Moreover, the use of alcohol results in a significant health, social and economic burden on society at large.
Habiyaremye says alcohol consumption is a causal factor in more than 200 disease and injury conditions.
“Drinking alcohol is associated with a risk of developing health problems such as mental and behavioural disorders, including alcohol dependence, major non-communicable diseases such as liver cirrhosis, some cancers and cardiovascular diseases,” he says.
Habiyaremye adds that a significant proportion of the burden attributed to alcohol consumption arises from unintentional and intentional injuries; including road accidents, violence, and suicide, among others.
He says that this is more common among youngsters.
Kazungu says the physical dependency caused by alcohol can lead to an affected individual having a very strong urge to drink alcohol.
“These characteristics play a role in decreasing an alcoholic’s ability to stop drinking,” he says.
Munyarugamba says that alcoholism can have adverse effects on mental health, causing psychiatric disorders and increasing the risk of suicide. A depressed mood is a common symptom of heavy alcohol drinkers.
Alcohol brings significant social and economic losses to individuals and society at large./Net
ALCOHOL AND PREGNANCY
Kenneth Ruzinana, a gynaecologist at University Teaching Hospital Kigali (CHUK), says alcohol consumption by an expectant woman may cause foetal alcohol syndrome and pre-term birth complications.
Women should actually stop drinking alcohol before they try to get pregnant. He explains that this is important because even a small amount of alcohol can be harmful.
Also, he says, women don’t know they are pregnant for the first few weeks of their pregnancy, so it is important to not drink alcohol.
He says that babies of women who drink alcohol while pregnant can have foetal alcohol syndrome which causes brain damage and growth problems.
“Compared to normal babies, those with this syndrome tend to weigh less, have smaller heads and when they grow up they have lifelong problems, including how they feed and act,” he says.
Another problem, Ruzindana says, is women who abuse alcohol are likely to have a still birth.
The symptoms of babies with foetal alcohol syndrome, he says, include fussiness and sensitivity to noise, as well as developmental delays, among others.
Alcoholism can have adverse effects on mental health, causing psychiatric disorders ./Net
HOW TO MANAGE ALCOHOL CONSUMPTION
Residential programmes or specialised hospitals such as Ndera Neuropsychiatric Hospital can offer professional help, individual or group therapy, support groups, training, family involvement, activity therapy, and a host of strategies for treating alcohol abuse.
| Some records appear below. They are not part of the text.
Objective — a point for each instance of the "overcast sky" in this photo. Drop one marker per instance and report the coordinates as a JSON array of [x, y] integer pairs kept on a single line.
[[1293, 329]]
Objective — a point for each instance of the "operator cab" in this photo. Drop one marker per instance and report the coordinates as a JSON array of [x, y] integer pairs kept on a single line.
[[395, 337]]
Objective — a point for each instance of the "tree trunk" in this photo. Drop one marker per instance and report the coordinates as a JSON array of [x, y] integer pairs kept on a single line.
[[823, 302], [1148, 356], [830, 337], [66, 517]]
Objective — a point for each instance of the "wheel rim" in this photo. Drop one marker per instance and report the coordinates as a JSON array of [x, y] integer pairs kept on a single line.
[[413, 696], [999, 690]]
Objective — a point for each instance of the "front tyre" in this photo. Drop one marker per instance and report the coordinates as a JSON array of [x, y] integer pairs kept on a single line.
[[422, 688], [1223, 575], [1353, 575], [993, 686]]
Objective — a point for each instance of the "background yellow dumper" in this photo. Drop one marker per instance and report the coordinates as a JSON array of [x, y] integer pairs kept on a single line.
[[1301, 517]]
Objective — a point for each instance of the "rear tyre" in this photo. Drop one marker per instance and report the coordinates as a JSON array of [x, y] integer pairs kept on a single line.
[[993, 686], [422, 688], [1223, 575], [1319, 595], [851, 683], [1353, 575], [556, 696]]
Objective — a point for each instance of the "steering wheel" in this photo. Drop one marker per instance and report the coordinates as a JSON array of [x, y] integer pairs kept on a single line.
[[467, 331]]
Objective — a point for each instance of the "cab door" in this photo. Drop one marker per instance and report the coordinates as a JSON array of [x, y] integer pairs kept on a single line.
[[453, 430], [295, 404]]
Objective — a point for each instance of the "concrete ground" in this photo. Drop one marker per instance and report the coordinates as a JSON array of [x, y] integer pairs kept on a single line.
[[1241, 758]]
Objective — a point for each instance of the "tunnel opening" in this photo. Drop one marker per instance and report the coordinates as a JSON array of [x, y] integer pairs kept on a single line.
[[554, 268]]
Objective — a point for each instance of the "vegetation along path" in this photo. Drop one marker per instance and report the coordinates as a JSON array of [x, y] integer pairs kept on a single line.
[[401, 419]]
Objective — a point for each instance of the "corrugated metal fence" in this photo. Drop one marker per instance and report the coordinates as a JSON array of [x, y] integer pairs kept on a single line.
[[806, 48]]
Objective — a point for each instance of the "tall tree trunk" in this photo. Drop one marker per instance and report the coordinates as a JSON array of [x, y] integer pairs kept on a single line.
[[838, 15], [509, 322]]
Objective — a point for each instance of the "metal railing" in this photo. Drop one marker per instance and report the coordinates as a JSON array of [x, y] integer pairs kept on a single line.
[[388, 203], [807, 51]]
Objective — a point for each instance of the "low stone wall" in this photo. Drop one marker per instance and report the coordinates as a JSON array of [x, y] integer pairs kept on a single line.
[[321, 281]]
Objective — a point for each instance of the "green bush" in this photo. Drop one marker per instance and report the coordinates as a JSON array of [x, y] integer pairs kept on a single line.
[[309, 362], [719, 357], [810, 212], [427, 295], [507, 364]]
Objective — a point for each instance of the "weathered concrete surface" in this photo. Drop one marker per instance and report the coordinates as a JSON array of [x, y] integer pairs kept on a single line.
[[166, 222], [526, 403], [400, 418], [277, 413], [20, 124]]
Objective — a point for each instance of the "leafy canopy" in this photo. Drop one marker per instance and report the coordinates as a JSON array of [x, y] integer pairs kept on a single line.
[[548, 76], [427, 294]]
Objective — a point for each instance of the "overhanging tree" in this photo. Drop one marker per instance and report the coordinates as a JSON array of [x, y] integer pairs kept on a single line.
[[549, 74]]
Being physically away from access to alcohol is helpful for some people.
Sylvester Twezirimana, a psychologist in Rubavu District, says the first step towards recovery is for one to acknowledge that there is an alcohol dependency problem.
After that, he says, one can get the help they need, and this is available in support groups and professionals.
Twezirimana says that dealing with the underlying problem is essential.
He says that, for instance, there may be problems with self-esteem, stress, anxiety or depression.
“It is important to treat these problems too as they can increase the risks posed by alcohol. Common alcohol-related issues, such as hypertension, liver disease, and possibly heart disease, will need to be treated as well,” he says.
Another strategy Twizerimana suggests is for addicts of alcohol to get involved in helpful programmes.
In some cases, Habiyaremye says one can use drugs such as naltrexone, which may help reduce the urge to have a drink.
Some medications can help prevent withdrawal symptoms that can occur after quitting, and that treatment usually lasts four to seven days.
Some people complete detox successfully, but they start drinking again either soon after or sometime later.
“This can be solved by counselling, medical help, support groups, and family support,” he says.